The borrower-lender equation
MicroGraam’s partners identify individuals in their local community who require loans for agricultural inputs, employment training programs, or micro-enterprise development. These borrowers are typically from low-income households (almost 80% are below the poverty line) who require funds for education or working capital for their small businesses. The borrowers’ loan and credit history, various income streams, willingness to repay and experience with the business etc is evaluated. Only then is the borrower approved for a loan through MicroGraam. After the loan is disbursed, the NGO partners work closely with the borrowers to assist them.

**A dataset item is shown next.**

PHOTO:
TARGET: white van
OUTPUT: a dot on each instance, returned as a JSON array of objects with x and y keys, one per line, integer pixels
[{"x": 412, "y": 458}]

“As a lender, one can diversify their total investment towards multiple borrowers as it could help more in numbers,” opines Varadan. The amount one chooses to lend and the interest rate is one’s personal choice. “For each loan, we have listed the maximum interest rate the borrower is willing to pay you. You can specify any rate lower than the maximum allowed for the loan. You can also choose not to charge interest,” says he.
A good turnaround
MicroGraam’s borrowers have maintained a 100% repayment rate in the last two years. While it does not take any collateral from the borrower, it has developed a Principal Guarantee Fund, which acts like a fund reserve. The partner NGOs create a security deposit of an amount equivalent to 10% of their total loans provided to its members in this fund. This deposit accrues interest but is used only in case there are defaults.

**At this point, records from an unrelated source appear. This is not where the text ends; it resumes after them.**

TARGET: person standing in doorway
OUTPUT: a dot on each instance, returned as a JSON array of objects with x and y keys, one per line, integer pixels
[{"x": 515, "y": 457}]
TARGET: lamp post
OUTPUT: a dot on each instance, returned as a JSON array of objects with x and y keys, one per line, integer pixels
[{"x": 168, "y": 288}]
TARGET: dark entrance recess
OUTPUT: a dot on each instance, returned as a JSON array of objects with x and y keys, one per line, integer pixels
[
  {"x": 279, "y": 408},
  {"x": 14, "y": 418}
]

“In case of non-payment by some borrowers, these funds will be used to repay investors whose loans are in default. However, since the security deposit does not equal the total amount of loans given by all investors, it cannot guarantee return of your loans in case of mass default of all borrowers,” states Varadan.
MicroGraam also rates all NGOs on a five-star scale to validate their credentials, past repayment rates and conducts other due diligence such as visits to the field. You can see these ratings on the partners page of their website.
The organisation clearly aims to ensure that all stakeholders are sustainable and are able to create the desired impact. “We can take this model to any country or state across the world. And by 2020, we aim to touch the lives of 60,000 rural population in the country by lending Rs. 150 crore in value totally,” says Varadan on a concluding note.